11 April 2025: Chinese shares maintained relative composure after the US said tariffs on China amounted to 145%, signaling continued focus on Beijing’s stimulus plans.

A key gauge of Hong Kong-listed Chinese stocks swung between a loss 0.9% and a gain of 0.5% on Friday. The onshore CSI 300 Index saw modest declines. Both outperformed a broader Asian market gauge that fell as much as 2.1%.

The range-bound trading came after the White House clarified Thursday that after including a 20% levy imposed earlier this year, the total tariffs on China stand at 145%, a level far above what many economists said could decimate US-China trade. Now all eyes are on the outcome of a Thursday meeting planned by China’s top leaders to discuss additional economic stimulus to counter the impact of an escalating trade war.

Sentiment in China’s onshore market stayed resilient despite higher US tariffs, according to Morgan Stanley. Trading volumes rose and the national team’s buying continued, strategists including Laura Wang wrote in a note Thursday, referring a group of state-backed funds tasked to support local equities.
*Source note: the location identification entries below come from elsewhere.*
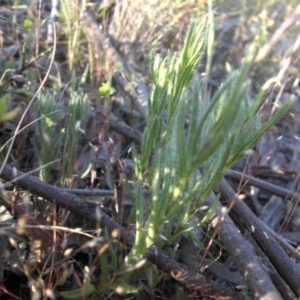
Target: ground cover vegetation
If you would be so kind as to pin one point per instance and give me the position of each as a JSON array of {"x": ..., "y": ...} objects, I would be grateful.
[{"x": 149, "y": 150}]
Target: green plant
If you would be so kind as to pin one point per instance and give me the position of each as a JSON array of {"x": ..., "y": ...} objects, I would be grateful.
[
  {"x": 60, "y": 132},
  {"x": 218, "y": 135},
  {"x": 70, "y": 16}
]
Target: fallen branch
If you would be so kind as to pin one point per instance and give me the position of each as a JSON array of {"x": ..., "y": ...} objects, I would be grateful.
[
  {"x": 194, "y": 282},
  {"x": 284, "y": 265}
]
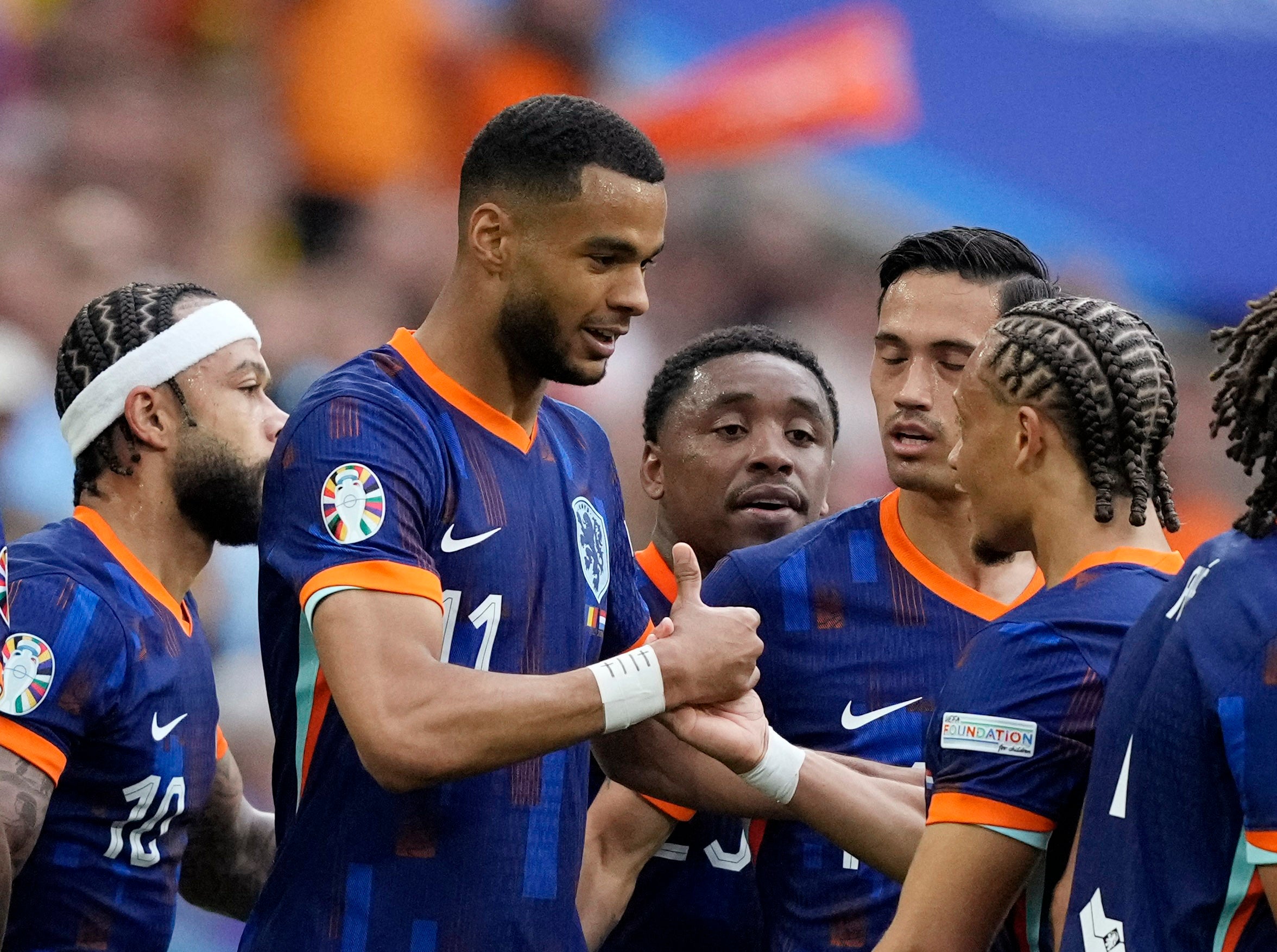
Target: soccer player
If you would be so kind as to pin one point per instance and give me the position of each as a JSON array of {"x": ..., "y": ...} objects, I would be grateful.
[
  {"x": 1067, "y": 411},
  {"x": 1178, "y": 848},
  {"x": 866, "y": 613},
  {"x": 445, "y": 560},
  {"x": 117, "y": 789},
  {"x": 739, "y": 430}
]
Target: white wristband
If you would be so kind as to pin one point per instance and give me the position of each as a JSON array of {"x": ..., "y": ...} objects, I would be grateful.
[
  {"x": 631, "y": 686},
  {"x": 777, "y": 773}
]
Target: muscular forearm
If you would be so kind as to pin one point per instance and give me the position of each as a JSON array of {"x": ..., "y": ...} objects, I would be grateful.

However, there remains downside risks for the earnings outlook and things could look “visibly worse” from the second quarter onward, they added.

The relative calm also indicates lingering hopes among investors for an eventual deal between the world’s two biggest economies, after President Donald Trump indicated willingness to be “flexible” on exemptions for companies or countries from the tariff regime.

Summary: Chinese markets show surprising resilience as U.S. imposes steep 145% tariffs, with investors focusing on domestic growth and policy support.